Out along Boulevard Emile Dubuisson, past Avenue du President John Fitzgerald Kennedy to the corner of Boulevard du President Hoover and Boulevard Louis XIV. We found our serviced apartment on a street that didn’t exist on the far edge of a building site accessed via a service road behind an huge anonymous building of some state department. To enter we had to phone a call centre who-knows-where to be given an access code. The kids loved it.

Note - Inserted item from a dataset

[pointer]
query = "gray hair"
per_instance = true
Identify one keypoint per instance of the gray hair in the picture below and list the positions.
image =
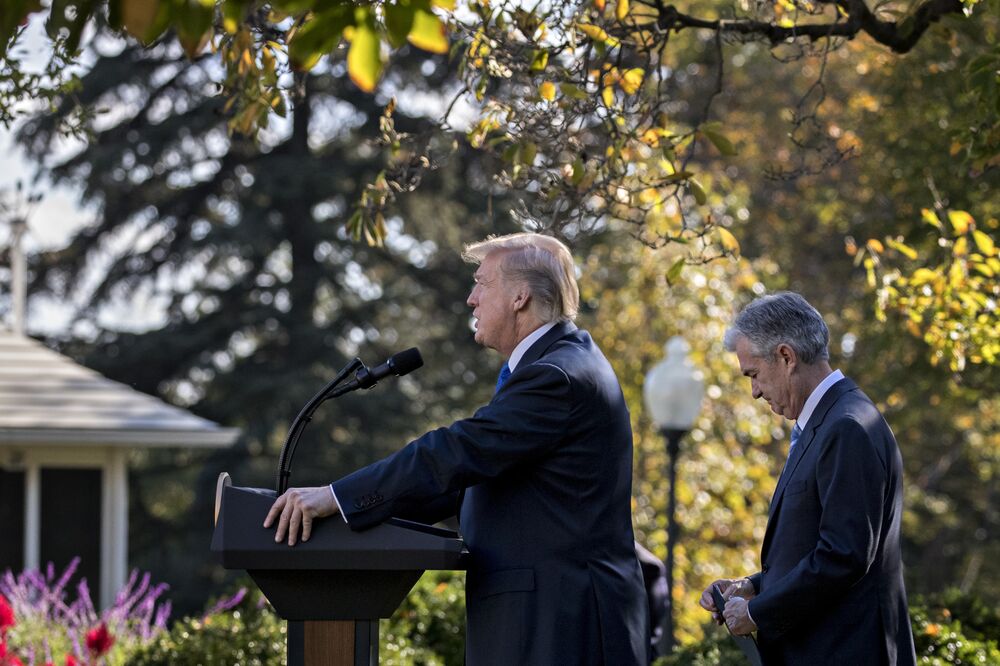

This would be an ideal psychogeographer’s weekend away (we’re here with two young children on a birthday celebration though). The city’s zones are precisely demarcated. The Brutalist Zone that we first encountered. The immigrant area around Boulevard Jean-Baptiste Lebas. The cultural quarter centred around the Museum of Fine Art. The upmarket artisan district in the winding streets of Rue Lepelletier. Avenue Le Corbusier is pure concrete dystopia where policemen, drunks, skateboarders and Eurostar travellers intermingle around the Euralille shopping mall. Lines of tension and hybrid zones I imagine stretch between these areas. We only glimpsed this briefly in the hunt for food led by a rampant toddler and a foraging 3-year old.

If The Situationists developed psychogeography to unpick the modernist legacy and critique the work Corbusier then this would put Lille on the frontline of the struggle. Although there didn’t seem to be much evidence of conflict the weekend that I blew through. Maybe we were too distracted by the chocolate waffles.